Calculate the directional derivative for the function
$$f(x) = \sum_{i=1}^{n-1} |x_{i+1} - x_i|$$
where $\textbf{x}=(x_1,...,x_n)^T$, with $n \geq 2$ for any vector $\textbf{v}=(v_1,...,v_n)^T$.
What I thought was, we might have to erase the absolute value first. Without absolute values some terms could be easily eliminated. But don't know how to achieve such goal. Could anyone shed light on it?
You can use the limit definition of the directional derivative.
$$\nabla_\mathbf{v}f(\mathbf{x})=\lim_{h\to0}\frac{f(\mathbf{x}+h\mathbf{v})-f(\mathbf{x})}{h}$$
$$=\lim_{h\to0}\frac{\sum_{i=1}^{n-1}|(x_{i+1}+hv_{i+1})-(x_i+hv_i)|-\sum_{i=1}^{n-1}|x_{i+1}-x_i|}{h}$$
$$=\lim_{h\to0}\frac{\sum_{i=1}^{n-1}|(x_{i+1}-x_i)+h(v_{i+1}-v_i)|-|x_{i+1}-x_i|}{h}$$
Here we can use the fact that $|a|>|b|\implies|a+b|=|a|+b\ sgn(a)$, where sgn signifies the sign function. This will only work when $x_{i+1}-x_i\neq0$.
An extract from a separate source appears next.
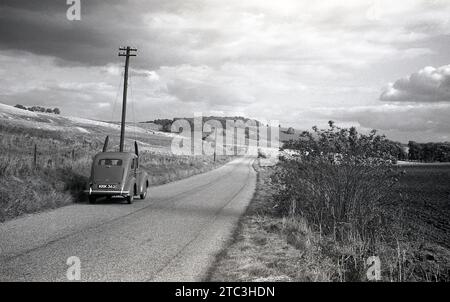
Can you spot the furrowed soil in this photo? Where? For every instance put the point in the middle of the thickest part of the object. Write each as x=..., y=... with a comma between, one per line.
x=266, y=247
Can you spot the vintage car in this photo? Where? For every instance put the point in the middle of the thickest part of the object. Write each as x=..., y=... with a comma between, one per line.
x=117, y=174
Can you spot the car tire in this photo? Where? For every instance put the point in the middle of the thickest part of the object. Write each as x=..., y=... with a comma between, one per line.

$$=\sum_{i=1}^{n-1}(v_{i+1}-v_i)sgn(x_{i+1}-x_i)$$
The limit will not converge to this sum if and only if there is at least one $i$ such that $x_{i+1}-x_i=0$ and $v_{i+1}-v{i}\neq 0$. If such an i exists, there will be a term $|v_{i+1}-v_i|\frac{|h|}{h}$, which does not have a limit as $h\to 0$.